The efficacy of the party’s narrative on the effectiveness of the Chinese party-state system is being questioned by the reality of the unfolding crisis. Previously, we noted that in its “scramble for ideological coherence, moral legitimacy, and self-renewal,” the party is trying to “square an ideological circle and fill the moral vacuum left by the collapse of Communism with material and ethnonationalist aspirations.” Crises such as the current one are the best test of whether the party-state can make it work, and how much confidence the Chinese people have in the current political system.
Xi’s prestige is likely to take a hit, putting pressure towards collective leadership instead of the paramount leader model. Centralisation of power under Xi means that inevitably Xi will take the blame if things go wrong, as would he be showered with glory when things go right. This is high risk, high reward for him. This case (along with HK, Taiwan and the Trade War) should have made it abundantly clear. In official reports of Jan 25 PSC meeting, we are already seeing signs of the narrative framing that put more emphasis on collective leadership. This bears watching.
Trust in authorities is very low, and this crisis will exacerbate this. Distrust was a key theme of last week’s Neican Brief. Essentially, people just don’t trust what their government is telling them, whether its official statistics, political ideology etc. Given censorship, information control and the absence of trustworthy information, rumours and disinformation are likely to persist, and present significant challenges.

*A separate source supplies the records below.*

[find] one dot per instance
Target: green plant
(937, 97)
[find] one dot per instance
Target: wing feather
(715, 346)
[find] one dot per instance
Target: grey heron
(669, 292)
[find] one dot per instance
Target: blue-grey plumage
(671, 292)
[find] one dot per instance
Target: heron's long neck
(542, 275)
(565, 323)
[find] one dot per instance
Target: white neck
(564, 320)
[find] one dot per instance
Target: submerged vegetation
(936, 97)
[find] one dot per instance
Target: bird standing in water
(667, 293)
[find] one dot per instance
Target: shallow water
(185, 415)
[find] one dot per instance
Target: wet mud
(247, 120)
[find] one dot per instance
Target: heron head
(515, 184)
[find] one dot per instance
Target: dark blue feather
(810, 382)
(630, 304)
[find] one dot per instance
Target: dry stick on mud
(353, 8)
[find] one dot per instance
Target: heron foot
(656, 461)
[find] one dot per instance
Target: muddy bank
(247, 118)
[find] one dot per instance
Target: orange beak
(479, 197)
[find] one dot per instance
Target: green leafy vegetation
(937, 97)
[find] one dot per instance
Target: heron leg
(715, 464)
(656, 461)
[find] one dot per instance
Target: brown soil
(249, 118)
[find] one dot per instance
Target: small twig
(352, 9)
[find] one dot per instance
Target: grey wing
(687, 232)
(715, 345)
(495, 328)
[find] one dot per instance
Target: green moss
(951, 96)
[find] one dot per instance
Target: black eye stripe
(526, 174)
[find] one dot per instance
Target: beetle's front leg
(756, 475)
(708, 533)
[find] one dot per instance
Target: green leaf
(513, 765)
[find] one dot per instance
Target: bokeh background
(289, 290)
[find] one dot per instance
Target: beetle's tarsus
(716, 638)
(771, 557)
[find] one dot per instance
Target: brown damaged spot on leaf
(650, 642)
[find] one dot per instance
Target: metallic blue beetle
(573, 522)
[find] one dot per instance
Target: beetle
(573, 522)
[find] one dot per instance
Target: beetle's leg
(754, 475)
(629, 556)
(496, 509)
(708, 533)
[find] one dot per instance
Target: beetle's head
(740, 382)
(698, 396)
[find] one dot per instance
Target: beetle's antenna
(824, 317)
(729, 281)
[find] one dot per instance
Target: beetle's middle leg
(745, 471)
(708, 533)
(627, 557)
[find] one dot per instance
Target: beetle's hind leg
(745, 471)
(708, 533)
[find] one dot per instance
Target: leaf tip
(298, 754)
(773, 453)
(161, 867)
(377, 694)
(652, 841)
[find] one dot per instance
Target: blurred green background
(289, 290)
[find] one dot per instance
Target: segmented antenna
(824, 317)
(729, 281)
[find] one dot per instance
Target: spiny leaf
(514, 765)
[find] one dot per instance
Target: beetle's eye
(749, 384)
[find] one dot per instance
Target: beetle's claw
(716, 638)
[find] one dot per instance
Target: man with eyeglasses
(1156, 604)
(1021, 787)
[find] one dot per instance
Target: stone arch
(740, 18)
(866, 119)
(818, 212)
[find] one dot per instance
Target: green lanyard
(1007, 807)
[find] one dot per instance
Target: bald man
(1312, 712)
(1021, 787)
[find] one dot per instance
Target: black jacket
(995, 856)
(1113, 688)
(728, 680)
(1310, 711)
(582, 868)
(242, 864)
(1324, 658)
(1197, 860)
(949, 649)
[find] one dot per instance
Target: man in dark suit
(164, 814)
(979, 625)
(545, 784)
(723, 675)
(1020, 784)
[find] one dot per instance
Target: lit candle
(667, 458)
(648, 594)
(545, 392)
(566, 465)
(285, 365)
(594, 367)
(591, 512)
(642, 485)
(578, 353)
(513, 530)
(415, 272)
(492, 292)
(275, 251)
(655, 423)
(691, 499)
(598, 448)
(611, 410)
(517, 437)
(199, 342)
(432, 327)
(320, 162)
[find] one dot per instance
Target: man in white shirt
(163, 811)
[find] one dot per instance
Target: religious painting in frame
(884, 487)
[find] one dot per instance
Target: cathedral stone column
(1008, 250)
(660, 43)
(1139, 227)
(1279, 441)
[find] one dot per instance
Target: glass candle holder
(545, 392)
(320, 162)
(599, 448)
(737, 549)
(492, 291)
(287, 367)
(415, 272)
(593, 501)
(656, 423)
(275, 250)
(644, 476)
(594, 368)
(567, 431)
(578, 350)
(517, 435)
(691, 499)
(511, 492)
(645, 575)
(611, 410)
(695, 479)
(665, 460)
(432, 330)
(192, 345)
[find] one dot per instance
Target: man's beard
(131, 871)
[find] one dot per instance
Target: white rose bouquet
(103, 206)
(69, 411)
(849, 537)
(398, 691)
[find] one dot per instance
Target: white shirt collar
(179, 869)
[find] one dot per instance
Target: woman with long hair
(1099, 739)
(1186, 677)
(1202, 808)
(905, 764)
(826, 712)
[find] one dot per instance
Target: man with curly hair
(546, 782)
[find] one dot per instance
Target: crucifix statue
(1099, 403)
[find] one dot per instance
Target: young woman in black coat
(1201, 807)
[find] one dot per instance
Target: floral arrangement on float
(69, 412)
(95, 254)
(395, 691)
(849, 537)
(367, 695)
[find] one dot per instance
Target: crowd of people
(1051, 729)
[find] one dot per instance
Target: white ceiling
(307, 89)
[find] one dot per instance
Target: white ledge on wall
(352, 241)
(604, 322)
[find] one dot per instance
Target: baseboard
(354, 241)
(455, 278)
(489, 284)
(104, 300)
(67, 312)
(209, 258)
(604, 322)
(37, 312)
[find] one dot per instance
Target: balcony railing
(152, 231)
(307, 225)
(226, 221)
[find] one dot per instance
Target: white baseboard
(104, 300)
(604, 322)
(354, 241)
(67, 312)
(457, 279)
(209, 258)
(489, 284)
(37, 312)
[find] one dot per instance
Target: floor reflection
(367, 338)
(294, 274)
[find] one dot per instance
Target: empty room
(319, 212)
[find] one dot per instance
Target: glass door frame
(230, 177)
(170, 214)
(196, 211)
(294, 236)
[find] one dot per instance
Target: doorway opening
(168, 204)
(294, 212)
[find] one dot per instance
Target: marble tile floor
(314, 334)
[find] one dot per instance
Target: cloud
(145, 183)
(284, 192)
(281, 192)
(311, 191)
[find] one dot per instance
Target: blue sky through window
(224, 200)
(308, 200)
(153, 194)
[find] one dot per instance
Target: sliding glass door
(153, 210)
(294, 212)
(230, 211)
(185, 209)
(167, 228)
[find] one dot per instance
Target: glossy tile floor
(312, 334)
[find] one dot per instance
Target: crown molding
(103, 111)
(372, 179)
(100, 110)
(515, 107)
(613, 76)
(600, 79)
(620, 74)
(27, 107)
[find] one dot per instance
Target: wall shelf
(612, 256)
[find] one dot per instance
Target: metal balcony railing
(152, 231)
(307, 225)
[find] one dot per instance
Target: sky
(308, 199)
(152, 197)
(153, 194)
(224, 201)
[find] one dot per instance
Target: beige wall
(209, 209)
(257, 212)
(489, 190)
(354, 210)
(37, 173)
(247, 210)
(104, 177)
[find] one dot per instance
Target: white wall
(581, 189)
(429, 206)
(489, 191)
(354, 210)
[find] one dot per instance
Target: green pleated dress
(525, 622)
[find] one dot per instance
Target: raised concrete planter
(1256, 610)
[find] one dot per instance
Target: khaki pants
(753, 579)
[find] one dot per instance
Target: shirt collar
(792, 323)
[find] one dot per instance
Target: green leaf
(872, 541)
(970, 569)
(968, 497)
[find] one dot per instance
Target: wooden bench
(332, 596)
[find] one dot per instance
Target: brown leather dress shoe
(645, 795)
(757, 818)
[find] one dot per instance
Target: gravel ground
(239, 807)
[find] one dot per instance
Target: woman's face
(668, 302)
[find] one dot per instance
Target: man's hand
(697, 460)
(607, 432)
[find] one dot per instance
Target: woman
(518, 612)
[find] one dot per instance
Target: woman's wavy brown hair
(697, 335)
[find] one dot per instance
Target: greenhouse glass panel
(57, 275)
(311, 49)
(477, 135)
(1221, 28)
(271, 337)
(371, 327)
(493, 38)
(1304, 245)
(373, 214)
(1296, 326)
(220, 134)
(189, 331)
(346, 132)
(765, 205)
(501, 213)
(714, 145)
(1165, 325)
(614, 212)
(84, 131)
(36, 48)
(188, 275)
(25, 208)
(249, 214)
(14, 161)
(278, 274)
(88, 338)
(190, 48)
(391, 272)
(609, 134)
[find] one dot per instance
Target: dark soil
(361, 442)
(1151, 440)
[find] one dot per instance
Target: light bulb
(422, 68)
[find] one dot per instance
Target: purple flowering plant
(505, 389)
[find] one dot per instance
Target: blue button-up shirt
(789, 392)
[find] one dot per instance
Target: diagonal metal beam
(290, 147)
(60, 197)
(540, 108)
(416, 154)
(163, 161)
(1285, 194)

The current crisis has significant ramifications for the industry, supply chains, and transport networks. We don’t have a clear picture yet, but we should start to think through the downstream ramifications.
China’s GDP will take a hit, maybe around 1 per cent. China is already hard-pressed to achieve its 6 per cent GDP growth target. 2020 is also the year that China aims to achieve a “moderately prosperous society”. The current crisis is a severe challenge to China’s 2020 economic agenda, which aims to maintain stability in an already volatile environment loaded with risks.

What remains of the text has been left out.